The FCC under Trump and his choice for chairman, Ajit Pai, has made a lot of hay about cracking down on robocalls. Robocalling has been getting out of control over the last couple of years under Pai and Trump, and frequently those robocalls seem to support a very conservative agenda. Maybe it’s just serendipity? Pai for his part has told everyone that the FCC is sad emoji face about robocalling. Many critics have argued that Pai and his telecom shilling is all talk and no action. John Oliver dedicated an entire show to pressuring the FCC to actually do something about robocalling.
Pai himself has promoted the idea that the FCC has been handing out tons of fines to telecoms and companies abusing consumers with robocalls. The Wall Street Journal, not known for being anything but pro-business and meh-consumer protections, has done an investigation into the FCC‘s handling of robocallers, and discovered that they aren’t doing much about it. According to the paper they received records through a Freedom of Information Act request (FOIA), and found that while the FCC has fined companies a total of $208.4 million since 2015, they have only collected $6,790 of that money.

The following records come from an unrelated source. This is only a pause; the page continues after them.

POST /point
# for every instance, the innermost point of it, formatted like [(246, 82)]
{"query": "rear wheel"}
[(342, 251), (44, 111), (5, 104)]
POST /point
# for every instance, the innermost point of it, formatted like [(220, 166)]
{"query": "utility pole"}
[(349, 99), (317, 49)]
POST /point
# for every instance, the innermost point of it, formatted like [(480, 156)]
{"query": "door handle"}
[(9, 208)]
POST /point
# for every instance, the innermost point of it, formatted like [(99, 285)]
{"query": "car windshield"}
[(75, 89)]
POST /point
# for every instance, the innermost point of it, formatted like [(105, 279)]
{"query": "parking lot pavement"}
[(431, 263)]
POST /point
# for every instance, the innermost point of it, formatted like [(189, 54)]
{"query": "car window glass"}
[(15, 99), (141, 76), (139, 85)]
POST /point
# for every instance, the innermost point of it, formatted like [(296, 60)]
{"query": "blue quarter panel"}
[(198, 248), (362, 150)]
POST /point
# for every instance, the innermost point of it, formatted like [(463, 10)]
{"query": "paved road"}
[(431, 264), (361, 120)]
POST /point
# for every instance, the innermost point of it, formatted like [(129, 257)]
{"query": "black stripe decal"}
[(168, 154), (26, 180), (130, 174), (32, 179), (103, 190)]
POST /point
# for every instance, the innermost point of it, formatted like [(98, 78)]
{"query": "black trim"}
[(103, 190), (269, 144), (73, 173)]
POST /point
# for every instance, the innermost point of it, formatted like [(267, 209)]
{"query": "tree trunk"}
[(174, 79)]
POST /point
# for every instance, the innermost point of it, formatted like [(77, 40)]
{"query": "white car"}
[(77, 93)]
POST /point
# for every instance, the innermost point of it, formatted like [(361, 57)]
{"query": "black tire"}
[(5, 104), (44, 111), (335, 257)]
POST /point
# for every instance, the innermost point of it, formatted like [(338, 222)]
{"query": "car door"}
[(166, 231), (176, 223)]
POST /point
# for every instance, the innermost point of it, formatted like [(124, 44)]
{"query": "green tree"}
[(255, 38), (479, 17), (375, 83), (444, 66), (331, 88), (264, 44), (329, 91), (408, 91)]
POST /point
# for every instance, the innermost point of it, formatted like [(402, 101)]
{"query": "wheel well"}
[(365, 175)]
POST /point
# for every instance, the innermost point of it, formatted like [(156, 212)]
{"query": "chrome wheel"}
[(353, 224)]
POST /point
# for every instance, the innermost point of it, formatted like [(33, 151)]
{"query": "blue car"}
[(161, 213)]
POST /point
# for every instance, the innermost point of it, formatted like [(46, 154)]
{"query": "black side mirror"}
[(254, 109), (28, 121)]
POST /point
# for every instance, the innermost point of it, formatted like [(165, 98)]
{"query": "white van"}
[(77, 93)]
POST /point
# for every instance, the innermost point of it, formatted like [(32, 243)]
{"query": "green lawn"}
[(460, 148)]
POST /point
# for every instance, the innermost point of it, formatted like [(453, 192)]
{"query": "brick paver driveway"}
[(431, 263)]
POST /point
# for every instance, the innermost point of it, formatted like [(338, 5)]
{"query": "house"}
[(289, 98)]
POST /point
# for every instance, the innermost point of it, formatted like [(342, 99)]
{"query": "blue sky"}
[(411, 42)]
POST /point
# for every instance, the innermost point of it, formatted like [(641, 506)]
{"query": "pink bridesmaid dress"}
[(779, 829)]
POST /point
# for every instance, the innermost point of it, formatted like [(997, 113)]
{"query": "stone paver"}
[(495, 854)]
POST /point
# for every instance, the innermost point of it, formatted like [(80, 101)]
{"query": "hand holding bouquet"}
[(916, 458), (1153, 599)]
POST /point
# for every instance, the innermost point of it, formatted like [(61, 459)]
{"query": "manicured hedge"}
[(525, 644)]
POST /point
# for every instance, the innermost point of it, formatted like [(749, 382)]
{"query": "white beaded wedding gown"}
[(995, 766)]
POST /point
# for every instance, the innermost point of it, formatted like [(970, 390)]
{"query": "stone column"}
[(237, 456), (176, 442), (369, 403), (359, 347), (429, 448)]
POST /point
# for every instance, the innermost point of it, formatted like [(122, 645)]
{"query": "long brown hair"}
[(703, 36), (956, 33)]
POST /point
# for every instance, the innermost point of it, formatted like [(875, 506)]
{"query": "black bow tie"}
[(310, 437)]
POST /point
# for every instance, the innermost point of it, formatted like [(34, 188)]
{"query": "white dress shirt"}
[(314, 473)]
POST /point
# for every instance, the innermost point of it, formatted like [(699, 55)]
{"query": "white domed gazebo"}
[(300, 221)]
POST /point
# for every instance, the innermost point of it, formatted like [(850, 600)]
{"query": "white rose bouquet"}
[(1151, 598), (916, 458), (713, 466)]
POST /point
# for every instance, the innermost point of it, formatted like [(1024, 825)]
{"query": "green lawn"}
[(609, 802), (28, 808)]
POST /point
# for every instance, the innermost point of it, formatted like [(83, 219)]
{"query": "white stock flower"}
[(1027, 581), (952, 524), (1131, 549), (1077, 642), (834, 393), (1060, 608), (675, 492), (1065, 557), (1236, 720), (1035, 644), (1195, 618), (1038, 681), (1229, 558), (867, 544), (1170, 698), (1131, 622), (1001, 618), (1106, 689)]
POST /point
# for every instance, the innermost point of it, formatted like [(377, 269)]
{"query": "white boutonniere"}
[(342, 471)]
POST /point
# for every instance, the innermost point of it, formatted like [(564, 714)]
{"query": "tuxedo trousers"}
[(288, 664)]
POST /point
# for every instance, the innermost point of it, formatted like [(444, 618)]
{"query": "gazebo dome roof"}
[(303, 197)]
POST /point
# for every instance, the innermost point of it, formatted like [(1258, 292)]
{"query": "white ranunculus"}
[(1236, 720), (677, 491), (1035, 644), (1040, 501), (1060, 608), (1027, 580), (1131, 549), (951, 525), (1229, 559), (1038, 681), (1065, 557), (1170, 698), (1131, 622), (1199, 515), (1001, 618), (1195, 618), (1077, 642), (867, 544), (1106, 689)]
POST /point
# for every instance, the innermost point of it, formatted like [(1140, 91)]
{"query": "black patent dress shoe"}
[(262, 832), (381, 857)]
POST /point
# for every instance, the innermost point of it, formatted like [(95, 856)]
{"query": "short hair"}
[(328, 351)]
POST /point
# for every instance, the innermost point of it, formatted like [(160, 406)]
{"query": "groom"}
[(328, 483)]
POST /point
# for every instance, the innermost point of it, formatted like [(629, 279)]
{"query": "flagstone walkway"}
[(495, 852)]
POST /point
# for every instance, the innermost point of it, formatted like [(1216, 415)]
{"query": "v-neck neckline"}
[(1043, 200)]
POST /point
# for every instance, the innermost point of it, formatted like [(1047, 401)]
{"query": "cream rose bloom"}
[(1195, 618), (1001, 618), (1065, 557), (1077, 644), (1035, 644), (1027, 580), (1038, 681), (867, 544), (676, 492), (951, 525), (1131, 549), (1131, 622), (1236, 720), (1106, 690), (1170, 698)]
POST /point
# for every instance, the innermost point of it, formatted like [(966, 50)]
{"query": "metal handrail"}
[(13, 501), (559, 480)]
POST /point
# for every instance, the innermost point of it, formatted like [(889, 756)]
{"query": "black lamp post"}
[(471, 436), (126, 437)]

To put that into perspective, for every $10,000 in punitive fines to companies violating the Telephone Consumer Protection Act, the FCC has collected a little less than 4 pennies. Like cents. To put that into further perspective, if someone fined me $10,000 for something—I would feel it pretty badly for three to four years, as I tried to pay it off. If you told me that they would only ask for fewer than 4 pennies I would forget that I was fined $10,000.
Through a spokesman, the FCC said that they do not have the power to collect all of the fines and that many of the fines are individual bad actors who cannot pay the fines. According to consumer advocates it is all fine and well to tell people they shouldn’t do something, but the lack of enforcement or true regulation means that consumers will continue to lose.